5 min — Standardize your API responses
Add @nestarc/safe-response to auto-wrap all responses with consistent error codes, pagination metadata, and Swagger schemas. Quick Start →
10 min — Add audit logging
Track every create, update, and delete automatically — no code changes to your services. Quick Start →
30 min — Full tutorial
Build a complete multi-tenant task management API with tenancy + safe-response + testing.
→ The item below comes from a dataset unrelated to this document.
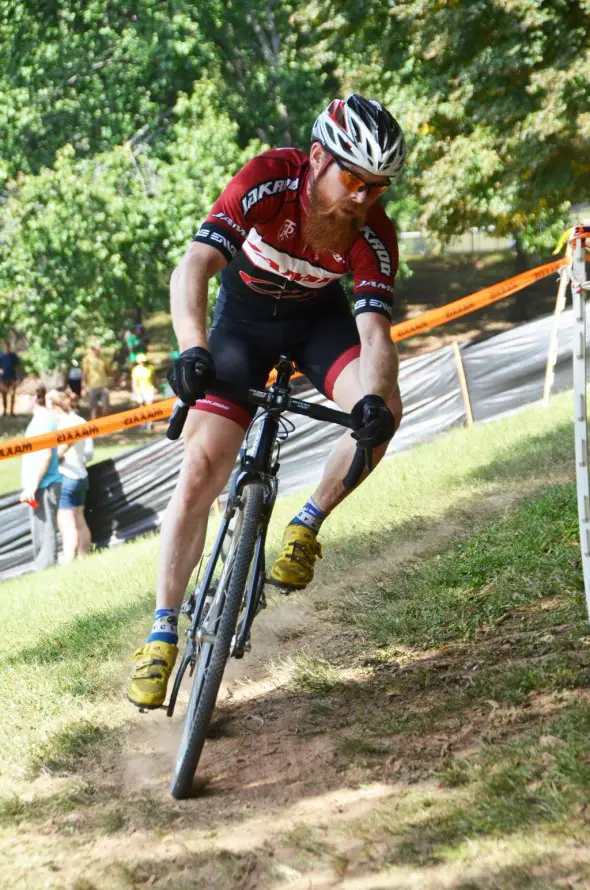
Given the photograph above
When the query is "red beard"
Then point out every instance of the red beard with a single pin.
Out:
(325, 229)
Full Tutorial →
See the Adoption Roadmap for the recommended adoption path.
Stack Overview
All nestarc packages share a common foundation and compose via Prisma extensions:
Your NestJS App
|-- Request/API layer: safe-response, pagination, idempotency, api-keys
|-- Domain/data layer: tenancy, soft-delete, audit-log, feature-flag
|-- Events/workers: outbox, webhook, data-subject, jobs
`-- PostgreSQL + Prisma| Package | Role |
|---|---|
| @nestarc/tenancy | Row-level tenant isolation via PostgreSQL RLS |
| @nestarc/safe-response | Standardized API response wrapping + Swagger |
| @nestarc/audit-log | Automatic CUD change tracking |
| @nestarc/feature-flag | DB-based feature flags with tenant overrides |
| @nestarc/soft-delete | Prisma soft-delete with cascade and restore |
| @nestarc/pagination | Cursor + offset pagination with filters |
| @nestarc/idempotency | IETF-standard idempotency with response replay |
| @nestarc/outbox | Transactional outbox for reliable domain events |
| @nestarc/webhook | Outbound webhook delivery with signing, retry, and logs |
| @nestarc/api-keys | Tenant-scoped API keys with scoped guards |
| @nestarc/data-subject | GDPR/CCPA export and erase workflows |
| @nestarc/jobs | Tenant-aware background jobs with fair scheduling |
Prisma Extension Chaining
Multiple nestarc packages compose as Prisma extensions:
const prisma = new PrismaClient()
.$extends(createPrismaTenancyExtension(tenancyService))
.$extends(createPrismaSoftDeleteExtension({ softDeleteModels: ['User'] }))
.$extends(createAuditExtension({ trackedModels: ['User'] }));INFO
Extension order matters. See the Prisma Extension Chaining guide for details.